Stephan Noller, Gründer und Chef von nugg.ad, will Nutzerverhalten vorhersagen © nugg.ad

ZEIT ONLINE: Herr Noller, Sie verdienen Ihr Geld mit Predictive Behavioral Targeting. Was ist das?

Stephan Noller: Man kann es mit einem Tante-Emma-Laden vergleichen.

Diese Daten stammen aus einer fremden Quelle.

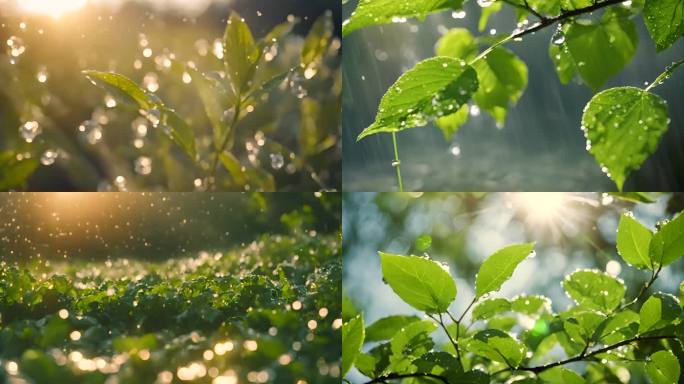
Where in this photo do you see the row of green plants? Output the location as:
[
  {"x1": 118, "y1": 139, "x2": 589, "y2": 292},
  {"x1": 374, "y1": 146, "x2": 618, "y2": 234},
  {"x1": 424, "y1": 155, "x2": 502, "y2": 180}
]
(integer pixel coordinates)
[
  {"x1": 350, "y1": 0, "x2": 684, "y2": 190},
  {"x1": 342, "y1": 206, "x2": 684, "y2": 384},
  {"x1": 0, "y1": 224, "x2": 342, "y2": 384}
]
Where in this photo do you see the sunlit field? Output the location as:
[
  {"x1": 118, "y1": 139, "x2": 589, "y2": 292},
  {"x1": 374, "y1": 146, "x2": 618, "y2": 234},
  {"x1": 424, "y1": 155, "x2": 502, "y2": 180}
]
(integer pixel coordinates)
[
  {"x1": 0, "y1": 0, "x2": 341, "y2": 191},
  {"x1": 0, "y1": 193, "x2": 342, "y2": 384}
]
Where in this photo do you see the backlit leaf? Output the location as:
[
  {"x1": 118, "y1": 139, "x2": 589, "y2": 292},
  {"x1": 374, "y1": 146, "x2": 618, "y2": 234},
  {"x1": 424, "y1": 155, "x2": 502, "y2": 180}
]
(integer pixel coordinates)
[
  {"x1": 379, "y1": 252, "x2": 456, "y2": 313},
  {"x1": 475, "y1": 243, "x2": 534, "y2": 297}
]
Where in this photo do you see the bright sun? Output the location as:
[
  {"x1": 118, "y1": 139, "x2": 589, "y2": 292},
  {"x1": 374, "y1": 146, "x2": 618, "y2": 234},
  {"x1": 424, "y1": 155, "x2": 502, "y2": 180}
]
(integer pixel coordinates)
[{"x1": 18, "y1": 0, "x2": 88, "y2": 18}]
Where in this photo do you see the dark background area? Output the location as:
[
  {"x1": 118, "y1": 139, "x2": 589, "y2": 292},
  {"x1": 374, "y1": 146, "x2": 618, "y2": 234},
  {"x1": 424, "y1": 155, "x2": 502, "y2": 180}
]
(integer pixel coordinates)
[
  {"x1": 0, "y1": 193, "x2": 341, "y2": 262},
  {"x1": 342, "y1": 1, "x2": 684, "y2": 191}
]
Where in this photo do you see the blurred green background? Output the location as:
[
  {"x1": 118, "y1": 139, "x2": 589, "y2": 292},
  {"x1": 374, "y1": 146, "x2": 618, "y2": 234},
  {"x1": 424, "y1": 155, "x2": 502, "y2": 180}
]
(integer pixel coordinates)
[
  {"x1": 342, "y1": 193, "x2": 684, "y2": 379},
  {"x1": 0, "y1": 0, "x2": 341, "y2": 191},
  {"x1": 342, "y1": 0, "x2": 684, "y2": 192},
  {"x1": 0, "y1": 193, "x2": 341, "y2": 262}
]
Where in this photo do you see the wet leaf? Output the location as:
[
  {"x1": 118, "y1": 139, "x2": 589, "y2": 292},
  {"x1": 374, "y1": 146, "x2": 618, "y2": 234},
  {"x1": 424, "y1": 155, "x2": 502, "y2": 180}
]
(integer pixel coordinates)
[
  {"x1": 378, "y1": 252, "x2": 456, "y2": 313},
  {"x1": 475, "y1": 243, "x2": 534, "y2": 297},
  {"x1": 582, "y1": 87, "x2": 669, "y2": 190}
]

Die Verkäuferin dort kennt einen und gibt personalisierte Empfehlungen – was man in diesem Fall durchaus schätzt. Doch geht das nur, weil der Ladenbetreiber aufmerksam verfolgt, wie seine Kunden sich verhalten. Behavioral Targeting ist der Tante-Emma-Laden als Algorithmus: schauen, was Leute tun, und darauf basierend der Werbung relevantere Antworten geben.

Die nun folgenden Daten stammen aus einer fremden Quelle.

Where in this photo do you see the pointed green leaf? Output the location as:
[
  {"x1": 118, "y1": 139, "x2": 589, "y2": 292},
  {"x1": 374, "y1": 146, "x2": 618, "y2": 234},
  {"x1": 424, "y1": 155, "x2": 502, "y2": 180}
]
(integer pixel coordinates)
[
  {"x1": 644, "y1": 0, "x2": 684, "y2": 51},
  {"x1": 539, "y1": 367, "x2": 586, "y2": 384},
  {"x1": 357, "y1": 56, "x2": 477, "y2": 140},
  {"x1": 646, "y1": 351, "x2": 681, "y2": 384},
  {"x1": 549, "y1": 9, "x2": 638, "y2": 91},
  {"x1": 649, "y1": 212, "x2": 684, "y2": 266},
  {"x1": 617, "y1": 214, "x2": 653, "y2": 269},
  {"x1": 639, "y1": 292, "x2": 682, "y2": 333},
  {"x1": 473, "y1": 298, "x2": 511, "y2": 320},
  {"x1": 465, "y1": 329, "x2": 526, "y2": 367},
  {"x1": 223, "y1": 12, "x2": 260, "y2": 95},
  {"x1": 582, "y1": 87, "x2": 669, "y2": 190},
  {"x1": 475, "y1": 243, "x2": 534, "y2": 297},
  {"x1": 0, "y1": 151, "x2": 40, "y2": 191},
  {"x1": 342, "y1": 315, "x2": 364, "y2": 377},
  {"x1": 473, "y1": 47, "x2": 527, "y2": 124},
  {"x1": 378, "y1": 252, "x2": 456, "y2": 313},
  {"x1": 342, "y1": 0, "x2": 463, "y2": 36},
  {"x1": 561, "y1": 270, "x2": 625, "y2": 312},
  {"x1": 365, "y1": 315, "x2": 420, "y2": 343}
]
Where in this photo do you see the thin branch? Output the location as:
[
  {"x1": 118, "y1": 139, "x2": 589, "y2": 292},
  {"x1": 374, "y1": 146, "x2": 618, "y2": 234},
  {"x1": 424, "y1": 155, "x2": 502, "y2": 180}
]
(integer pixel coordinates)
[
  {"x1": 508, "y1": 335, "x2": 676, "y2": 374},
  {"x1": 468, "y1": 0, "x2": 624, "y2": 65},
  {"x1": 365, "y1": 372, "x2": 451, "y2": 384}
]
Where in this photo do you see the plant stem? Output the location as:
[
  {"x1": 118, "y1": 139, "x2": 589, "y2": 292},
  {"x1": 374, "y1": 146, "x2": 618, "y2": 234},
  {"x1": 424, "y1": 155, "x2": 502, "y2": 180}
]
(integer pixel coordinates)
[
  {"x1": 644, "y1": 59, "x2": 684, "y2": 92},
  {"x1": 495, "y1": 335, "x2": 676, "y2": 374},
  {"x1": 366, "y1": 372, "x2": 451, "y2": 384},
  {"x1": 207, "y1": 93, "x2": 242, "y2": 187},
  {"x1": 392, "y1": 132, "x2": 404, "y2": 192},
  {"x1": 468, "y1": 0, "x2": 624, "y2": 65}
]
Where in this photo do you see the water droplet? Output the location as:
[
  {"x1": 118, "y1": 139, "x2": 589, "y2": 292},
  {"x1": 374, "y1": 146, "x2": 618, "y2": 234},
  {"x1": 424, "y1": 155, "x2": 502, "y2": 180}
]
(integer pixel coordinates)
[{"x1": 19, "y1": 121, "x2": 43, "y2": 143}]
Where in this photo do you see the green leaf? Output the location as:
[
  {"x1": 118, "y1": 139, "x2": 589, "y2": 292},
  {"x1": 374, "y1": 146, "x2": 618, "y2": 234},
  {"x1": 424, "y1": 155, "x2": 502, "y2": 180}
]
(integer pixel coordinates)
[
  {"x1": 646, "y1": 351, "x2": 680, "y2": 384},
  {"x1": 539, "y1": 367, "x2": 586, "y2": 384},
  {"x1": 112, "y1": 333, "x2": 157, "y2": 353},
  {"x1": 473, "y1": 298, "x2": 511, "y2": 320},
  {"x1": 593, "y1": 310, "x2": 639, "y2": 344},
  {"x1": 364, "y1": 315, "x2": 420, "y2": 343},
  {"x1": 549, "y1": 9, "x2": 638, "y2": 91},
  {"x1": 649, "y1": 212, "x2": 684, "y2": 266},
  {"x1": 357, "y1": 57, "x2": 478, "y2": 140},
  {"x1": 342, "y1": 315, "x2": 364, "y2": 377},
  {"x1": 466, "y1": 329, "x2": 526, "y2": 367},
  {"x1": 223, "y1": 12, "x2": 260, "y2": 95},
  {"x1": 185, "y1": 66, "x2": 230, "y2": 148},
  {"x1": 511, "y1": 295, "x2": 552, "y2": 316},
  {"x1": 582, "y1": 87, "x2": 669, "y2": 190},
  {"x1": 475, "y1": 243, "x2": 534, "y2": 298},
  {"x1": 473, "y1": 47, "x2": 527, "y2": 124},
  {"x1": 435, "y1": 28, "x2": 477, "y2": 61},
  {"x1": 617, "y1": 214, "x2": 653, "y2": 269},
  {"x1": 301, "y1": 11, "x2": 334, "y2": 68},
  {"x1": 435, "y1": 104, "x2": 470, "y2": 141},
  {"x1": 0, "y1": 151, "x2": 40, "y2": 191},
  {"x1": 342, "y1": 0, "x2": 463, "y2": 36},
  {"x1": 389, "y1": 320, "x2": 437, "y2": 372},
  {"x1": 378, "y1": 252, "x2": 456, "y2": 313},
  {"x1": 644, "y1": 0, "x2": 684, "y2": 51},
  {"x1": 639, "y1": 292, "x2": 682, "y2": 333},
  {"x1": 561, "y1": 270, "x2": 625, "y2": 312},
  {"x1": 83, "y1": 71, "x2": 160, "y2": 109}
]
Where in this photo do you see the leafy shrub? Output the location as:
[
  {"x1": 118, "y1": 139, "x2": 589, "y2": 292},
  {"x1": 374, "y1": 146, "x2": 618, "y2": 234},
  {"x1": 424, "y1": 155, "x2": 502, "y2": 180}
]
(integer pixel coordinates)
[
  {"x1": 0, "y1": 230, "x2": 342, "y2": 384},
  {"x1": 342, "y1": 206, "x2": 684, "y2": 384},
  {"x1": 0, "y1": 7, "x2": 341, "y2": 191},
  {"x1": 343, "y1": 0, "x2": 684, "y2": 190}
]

ZEIT ONLINE: Nun will nugg.ad dabei der Gute sein, der den Datenschutz beachtet, und Sie haben auch ein entsprechendes Siegel vom Unabhängigen Landeszentrum für Datenschutz Schleswig-Holstein (ULD) bekommen. Wie kann man identifizieren, ohne zu deanonymisieren?

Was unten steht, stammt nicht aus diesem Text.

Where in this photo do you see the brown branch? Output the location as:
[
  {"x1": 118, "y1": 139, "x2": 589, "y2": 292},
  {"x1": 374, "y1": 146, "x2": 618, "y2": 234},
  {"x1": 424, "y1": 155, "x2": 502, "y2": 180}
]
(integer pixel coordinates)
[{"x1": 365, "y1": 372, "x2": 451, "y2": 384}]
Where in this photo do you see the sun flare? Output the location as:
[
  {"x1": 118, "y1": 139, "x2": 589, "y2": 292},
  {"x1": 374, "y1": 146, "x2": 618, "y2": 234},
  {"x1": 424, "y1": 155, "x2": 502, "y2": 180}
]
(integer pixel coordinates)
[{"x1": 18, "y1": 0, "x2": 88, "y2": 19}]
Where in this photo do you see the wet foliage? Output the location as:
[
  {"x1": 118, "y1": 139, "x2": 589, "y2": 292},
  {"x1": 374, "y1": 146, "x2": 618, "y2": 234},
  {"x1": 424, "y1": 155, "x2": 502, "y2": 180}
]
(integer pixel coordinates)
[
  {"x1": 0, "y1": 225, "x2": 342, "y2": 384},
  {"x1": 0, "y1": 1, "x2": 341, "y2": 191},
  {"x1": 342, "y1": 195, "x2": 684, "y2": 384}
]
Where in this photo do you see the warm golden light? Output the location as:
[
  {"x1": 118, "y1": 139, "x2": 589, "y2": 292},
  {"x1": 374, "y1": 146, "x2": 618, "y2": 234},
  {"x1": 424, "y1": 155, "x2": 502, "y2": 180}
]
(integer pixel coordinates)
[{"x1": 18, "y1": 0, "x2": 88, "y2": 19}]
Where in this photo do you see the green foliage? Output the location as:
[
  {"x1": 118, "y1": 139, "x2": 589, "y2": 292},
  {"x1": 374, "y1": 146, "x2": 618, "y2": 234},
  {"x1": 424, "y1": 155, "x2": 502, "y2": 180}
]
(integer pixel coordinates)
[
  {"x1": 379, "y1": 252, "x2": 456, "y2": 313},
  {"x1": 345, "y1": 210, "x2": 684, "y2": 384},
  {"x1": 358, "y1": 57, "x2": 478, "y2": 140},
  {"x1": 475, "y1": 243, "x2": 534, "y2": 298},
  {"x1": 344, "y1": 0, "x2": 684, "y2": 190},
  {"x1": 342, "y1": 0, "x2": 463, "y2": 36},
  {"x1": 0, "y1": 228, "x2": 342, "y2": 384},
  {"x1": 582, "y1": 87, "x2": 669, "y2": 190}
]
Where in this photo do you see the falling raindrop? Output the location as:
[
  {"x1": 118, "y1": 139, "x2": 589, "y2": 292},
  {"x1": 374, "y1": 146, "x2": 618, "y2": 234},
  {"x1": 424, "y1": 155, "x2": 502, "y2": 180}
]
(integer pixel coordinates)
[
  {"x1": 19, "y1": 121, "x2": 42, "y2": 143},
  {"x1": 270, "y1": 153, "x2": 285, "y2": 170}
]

Noller: Ich glaube, dass es einen Korridor gibt – wie in dem Tante-Emma-Beispiel –, in dem der User Kontrollmöglichkeiten hat und in dem das Ausmaß der Informationen über ihn in gutem Verhältnis zum Nutzen steht. Auch Datenschützer wie Thilo Weichert vom ULD  sehen das so. Es geht vor allem um Transparenz, darum, was der User weiß, und dass er es kontrollieren kann. In der Industrie galt es als unmöglich, Targeting von Datenschützern absegnen zu lassen. Die Lösung besteht darin, so wenig Informationen wie möglich zu erfassen, nicht zu speichern, was man nicht braucht. Die IP-Adresse beispielsweise braucht man nicht für das Targeting.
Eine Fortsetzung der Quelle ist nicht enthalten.